# Turning shed into home



## Piney Woods (Jul 5, 2006)

My plan is to put a shed on my lot for now - like the ones you get at Lowe's or Home Depot and at least have a dried-in place to camp. But I would like to turn it into a small home in the near future. I will need to put it on skids to begin with and figured I would do a level gravel base. Can I trench utilities in under the building when the time comes? Will it be okay to leave it on skids and concrete blocks? 

The small bathroom and kitchen will be back-to-back with an interior wall between them at one end of the barn and the rest will be open. I was thinking that if I couldn't trench under, I could add a small lean-to on the back wall that would house the plumbing connections from the ground. I'll need incoming water and outgoing for septic.

If I do propane, the stove, hot water and space heater will also be connected to that same bath/kitchen wall.

Am I going about this the right way? I cannot afford to build a regular new house from scratch.


----------



## Darren (May 10, 2002)

It will be built on skids. When you order the shed, you'll have several options including larger dimension skids and heavier flooring. I'd go with both of those. Whoever delivers it will level it up on blocks. I'd put down geotextile over the area where the shed will go and cover that with crusher run smaller sized stone. 

Pack the stone down well. Since it's crusher run it will eventually setup almost like concrete. I would order the shed without vents or openings for vents. You can cut those in yourself to install a small fan to ventilate the "attic" area.

Take a close look at how the sheds are built. They normally use a non-standard distance between studs. You may want to order without windows to save money and avoid the cheap ones they use. Add your own later. I would upgrade the door to a security door without glass if you're concerned about break-ins.


When you go to trench for the utilities simply remove the stone and cut the geotextile.


----------



## Bellyman (Jul 6, 2013)

We've looked at one of the little barns at Lowes / Home Depot with a small upstairs a few times and thought about how it wouldn't be all that hard to make a small home out of one of those. We had thought maybe a small bathroom built onto the back side of it and the kitchen up against the same wall would make for nice centralized plumbing and mostly on inside walls. Simple, but could still be nicely and tastefully done.


----------



## hippygirl (Apr 3, 2010)

WAY before all the "tiny home" hoopla, DH and I talked about how relatively easy it would be to turn one of those two-story sheds into a small home. We even talked about adding on or tying two of them together, but then the same issues that adding on/tying together two mobile homes would come into play (shifting), unless you poured a single foundation big enough for both buildings/add-ons in the beginning.

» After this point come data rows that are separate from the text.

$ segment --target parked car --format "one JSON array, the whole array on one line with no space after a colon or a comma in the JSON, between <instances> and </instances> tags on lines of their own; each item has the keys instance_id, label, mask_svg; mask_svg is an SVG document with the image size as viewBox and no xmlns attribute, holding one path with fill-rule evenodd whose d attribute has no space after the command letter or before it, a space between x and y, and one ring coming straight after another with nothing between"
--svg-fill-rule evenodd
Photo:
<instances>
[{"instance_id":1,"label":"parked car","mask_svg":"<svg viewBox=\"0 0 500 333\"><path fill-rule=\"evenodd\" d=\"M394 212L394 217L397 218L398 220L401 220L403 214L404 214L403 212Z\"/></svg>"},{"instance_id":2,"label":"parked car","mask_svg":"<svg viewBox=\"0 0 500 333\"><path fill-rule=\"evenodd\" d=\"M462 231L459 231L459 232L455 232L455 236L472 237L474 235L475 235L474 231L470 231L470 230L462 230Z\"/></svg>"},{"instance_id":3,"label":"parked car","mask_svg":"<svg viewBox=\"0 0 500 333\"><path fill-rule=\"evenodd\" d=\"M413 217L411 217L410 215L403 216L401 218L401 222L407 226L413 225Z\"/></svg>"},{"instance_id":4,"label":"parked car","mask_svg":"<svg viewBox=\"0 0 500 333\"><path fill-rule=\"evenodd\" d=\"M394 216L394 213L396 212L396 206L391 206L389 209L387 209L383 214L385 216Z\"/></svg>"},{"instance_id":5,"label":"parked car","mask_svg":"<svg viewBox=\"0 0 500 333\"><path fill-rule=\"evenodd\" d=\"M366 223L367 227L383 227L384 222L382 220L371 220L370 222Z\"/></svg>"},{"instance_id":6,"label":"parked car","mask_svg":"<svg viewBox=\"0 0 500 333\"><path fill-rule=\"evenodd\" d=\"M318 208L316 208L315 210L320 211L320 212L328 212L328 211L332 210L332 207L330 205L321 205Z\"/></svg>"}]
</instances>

Still, considering the unit price (back then one of them was less than $5000...they're almost $8000 now), the cost of the foundation, and all other costs associated initial setup, it wouldn't have been a bad way to go.


----------



## jwal10 (Jun 5, 2010)

Here you can buy them without a floor. Pour a slab, put a treated 2"x on the slab, place shed on top and bolt it all down with redheads. Trench in drain pipe under slab, put shower, toilet flange, water pipe sleeve and electrical conduit in slab. I use an electrical conduit 90 degree sweep bend for sleeve for pex water pipe.

This cottage we are living in was an old garage. I raised the shed, poured the slab and lowered the shed onto treated 2"x and bolted it down. Needed new roof anyway so I added a leanto on one side. Added a new raised top plate/header to old wall, placed 2"x6"s along side old 2"x4" rafters, from peak, over the new leanto. Shed was 12'x20', addition is 6'x20' for kitchen and bath. Back wall is only 6 1/2' but works well for kitchen and bath with the sloped ceiling. Door between bath and bedroom, living, kitchenette/dining open concept.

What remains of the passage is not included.